According to the chairman, several commercial boats conveying passengers to Brass and Nembe Local Government Areas of the state were attacked and passengers kidnapped while valuables were carted away by yet to be identified gunmen within the past one week.
Ipigansi recounted that Yenagoa bound speed boats that were coming from Akassa and Sangana communities in Brass LGA were attacked by suspected sea pirates who kidnapped some passengers and collected monies and other valuables belonging to the travelers.
He also narrated that boats coming from Odioma to Nembe and from Nembe to Brass as well as a boat heading from Yenagoa to Brass were also cornered by the suspected kidnappers who also kidnapped some passengers including a Chief from Odioma and stole their belongs, adding that boats were seized by the hoodlums.
The maritime union chairman lamented that the activities of the sea pirates have made river journey so unsafe and caused untold hardship to coastal dwellers as many have become stranded following the refusal of boat users to continue to ply the waterways for fear of being attacked.

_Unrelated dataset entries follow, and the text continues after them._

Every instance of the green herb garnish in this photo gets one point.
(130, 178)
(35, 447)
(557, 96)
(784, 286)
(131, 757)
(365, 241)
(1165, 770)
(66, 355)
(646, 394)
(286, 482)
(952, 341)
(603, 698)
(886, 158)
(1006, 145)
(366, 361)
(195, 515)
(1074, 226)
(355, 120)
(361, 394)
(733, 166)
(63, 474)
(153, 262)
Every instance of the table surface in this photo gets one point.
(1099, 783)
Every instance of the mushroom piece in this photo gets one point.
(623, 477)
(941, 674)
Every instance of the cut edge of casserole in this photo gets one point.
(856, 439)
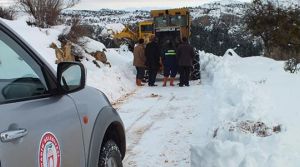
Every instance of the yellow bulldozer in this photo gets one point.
(170, 24)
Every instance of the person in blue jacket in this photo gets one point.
(170, 63)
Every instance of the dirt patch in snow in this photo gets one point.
(260, 129)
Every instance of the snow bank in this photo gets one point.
(114, 82)
(240, 93)
(109, 29)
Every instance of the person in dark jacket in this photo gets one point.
(152, 53)
(169, 62)
(139, 60)
(185, 55)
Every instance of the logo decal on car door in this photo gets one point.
(49, 151)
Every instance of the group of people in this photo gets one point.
(174, 59)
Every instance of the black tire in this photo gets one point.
(110, 155)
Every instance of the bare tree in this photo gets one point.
(46, 12)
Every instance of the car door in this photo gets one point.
(37, 127)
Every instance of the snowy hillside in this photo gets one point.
(114, 82)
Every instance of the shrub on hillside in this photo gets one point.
(278, 27)
(46, 12)
(292, 65)
(75, 32)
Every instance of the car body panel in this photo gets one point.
(57, 115)
(62, 115)
(100, 114)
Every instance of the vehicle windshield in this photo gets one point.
(178, 20)
(161, 21)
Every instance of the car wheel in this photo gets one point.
(110, 155)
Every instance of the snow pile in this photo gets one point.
(110, 29)
(114, 82)
(247, 130)
(91, 45)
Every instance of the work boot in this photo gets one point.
(165, 81)
(172, 82)
(139, 82)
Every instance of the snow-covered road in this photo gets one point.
(236, 117)
(160, 122)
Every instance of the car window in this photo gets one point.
(20, 75)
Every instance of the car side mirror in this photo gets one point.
(71, 77)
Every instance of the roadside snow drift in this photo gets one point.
(256, 118)
(114, 82)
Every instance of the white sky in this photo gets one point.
(141, 4)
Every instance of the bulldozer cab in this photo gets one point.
(146, 30)
(172, 24)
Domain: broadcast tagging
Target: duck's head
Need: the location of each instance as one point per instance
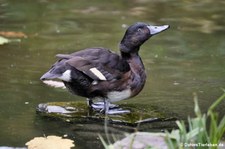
(137, 34)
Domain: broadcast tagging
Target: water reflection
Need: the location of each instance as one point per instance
(187, 58)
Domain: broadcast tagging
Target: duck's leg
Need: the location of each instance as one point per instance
(114, 110)
(99, 106)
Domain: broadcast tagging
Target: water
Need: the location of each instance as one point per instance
(187, 58)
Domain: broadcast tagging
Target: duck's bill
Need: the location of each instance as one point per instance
(157, 29)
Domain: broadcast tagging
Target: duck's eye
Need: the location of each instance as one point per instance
(139, 30)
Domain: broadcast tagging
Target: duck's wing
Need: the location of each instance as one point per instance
(97, 63)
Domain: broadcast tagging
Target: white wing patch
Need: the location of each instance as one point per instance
(66, 76)
(97, 73)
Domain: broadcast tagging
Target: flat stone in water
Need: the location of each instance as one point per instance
(78, 111)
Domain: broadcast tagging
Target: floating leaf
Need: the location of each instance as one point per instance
(4, 40)
(50, 142)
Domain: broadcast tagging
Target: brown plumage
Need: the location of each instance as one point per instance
(100, 73)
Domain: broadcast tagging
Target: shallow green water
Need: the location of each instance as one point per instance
(189, 57)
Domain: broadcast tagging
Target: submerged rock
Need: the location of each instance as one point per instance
(141, 140)
(79, 112)
(50, 142)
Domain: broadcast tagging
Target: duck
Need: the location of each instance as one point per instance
(103, 75)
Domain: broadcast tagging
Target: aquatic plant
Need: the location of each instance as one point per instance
(199, 134)
(195, 133)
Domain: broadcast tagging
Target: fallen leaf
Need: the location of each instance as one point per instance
(4, 40)
(50, 142)
(13, 34)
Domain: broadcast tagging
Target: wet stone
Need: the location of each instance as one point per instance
(77, 111)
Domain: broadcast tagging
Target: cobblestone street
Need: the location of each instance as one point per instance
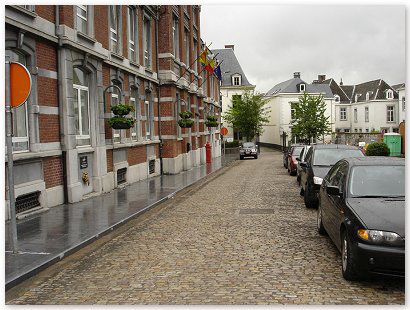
(253, 242)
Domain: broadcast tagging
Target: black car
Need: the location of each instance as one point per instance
(248, 149)
(318, 161)
(361, 207)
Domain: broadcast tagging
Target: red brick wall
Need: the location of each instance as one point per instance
(47, 12)
(67, 15)
(101, 25)
(136, 155)
(46, 56)
(49, 127)
(110, 162)
(47, 91)
(53, 171)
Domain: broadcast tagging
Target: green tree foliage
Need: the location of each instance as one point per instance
(248, 113)
(309, 120)
(378, 149)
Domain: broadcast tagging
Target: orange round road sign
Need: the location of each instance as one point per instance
(224, 131)
(20, 84)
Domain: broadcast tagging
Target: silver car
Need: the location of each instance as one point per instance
(300, 159)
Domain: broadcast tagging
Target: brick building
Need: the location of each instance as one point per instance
(84, 59)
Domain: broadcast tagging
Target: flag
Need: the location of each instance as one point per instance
(218, 72)
(203, 57)
(210, 66)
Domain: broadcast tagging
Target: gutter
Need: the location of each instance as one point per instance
(61, 102)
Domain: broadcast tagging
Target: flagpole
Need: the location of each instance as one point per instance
(206, 47)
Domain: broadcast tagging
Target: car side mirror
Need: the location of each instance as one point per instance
(333, 190)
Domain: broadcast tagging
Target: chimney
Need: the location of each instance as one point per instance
(321, 78)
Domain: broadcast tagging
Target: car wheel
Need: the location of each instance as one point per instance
(309, 201)
(348, 262)
(320, 228)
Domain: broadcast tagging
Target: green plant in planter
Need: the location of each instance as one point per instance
(211, 121)
(120, 121)
(186, 120)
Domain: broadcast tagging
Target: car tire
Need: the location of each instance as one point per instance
(320, 228)
(309, 202)
(349, 271)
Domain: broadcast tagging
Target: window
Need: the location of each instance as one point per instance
(81, 107)
(175, 36)
(114, 28)
(82, 18)
(135, 131)
(343, 114)
(390, 113)
(132, 34)
(186, 41)
(19, 115)
(147, 42)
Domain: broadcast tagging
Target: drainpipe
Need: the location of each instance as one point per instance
(158, 91)
(60, 102)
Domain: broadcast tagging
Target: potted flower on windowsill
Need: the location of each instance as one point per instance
(120, 119)
(211, 121)
(186, 120)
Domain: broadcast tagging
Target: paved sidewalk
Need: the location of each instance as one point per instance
(45, 238)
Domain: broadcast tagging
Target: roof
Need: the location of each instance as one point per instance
(372, 160)
(230, 66)
(334, 146)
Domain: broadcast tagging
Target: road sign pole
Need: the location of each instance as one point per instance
(9, 144)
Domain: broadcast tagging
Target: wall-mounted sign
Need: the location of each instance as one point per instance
(83, 162)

He further hinted that the waterways had been left porous for a long time without security men on patrol to check criminal activities in the creeks, pointing out that the federal government was only interested in securing oil installations and careless about lives and property in the Niger Delta region.
As a result, we further learnt that the ugly situation has created food shortage and astronomical rise in the cost of commodities in the hinterlands following restriction of maritime movement, thereby causing untold hardship to those living in coastal communities which can only be assessed by water.
He said “we are facing serious sea pirate challenges on the waterways. The river is no longer safe. On Monday, a boat that was coming from Akassa to Yenagoa, the pirates bracketed that boat and carted away monies, properties and even the speed boat. The name of the boat is Godday Marine.
“They also stopped the boat that was coming from Sangana, robbed everybody and kidnapped one person from that boat just as they stopped the one coming from Kongho, robbed the passengers and equally kidnapped one person. All these things happened on Monday.
“Then, on Tuesday, a boat coming from Odioma to Nembe was stopped by the same sea pirates. They now dropped the two persons they kidnapped from Akassa to this other boat and kidnapped one Chief from there. That was around past nine in the morning.
“Around 2:pm on the same day, a boat known as Magnus Marine, which was coming from Nembe to Brass was stopped, robbed and three persons kidnapped. On that same Tuesday, a boat from Yenagoa to Brass was robbed and another three persons kidnapped.
“There are no security men in the river. The only security people are the ones securing oil rigs and flow stations but there are no security men securing the speed boats and the wooden boats.
“If the state and the federal governments and the security agencies do not look into these issues of insecurity properly, the union will have no other choice than to embark on strike.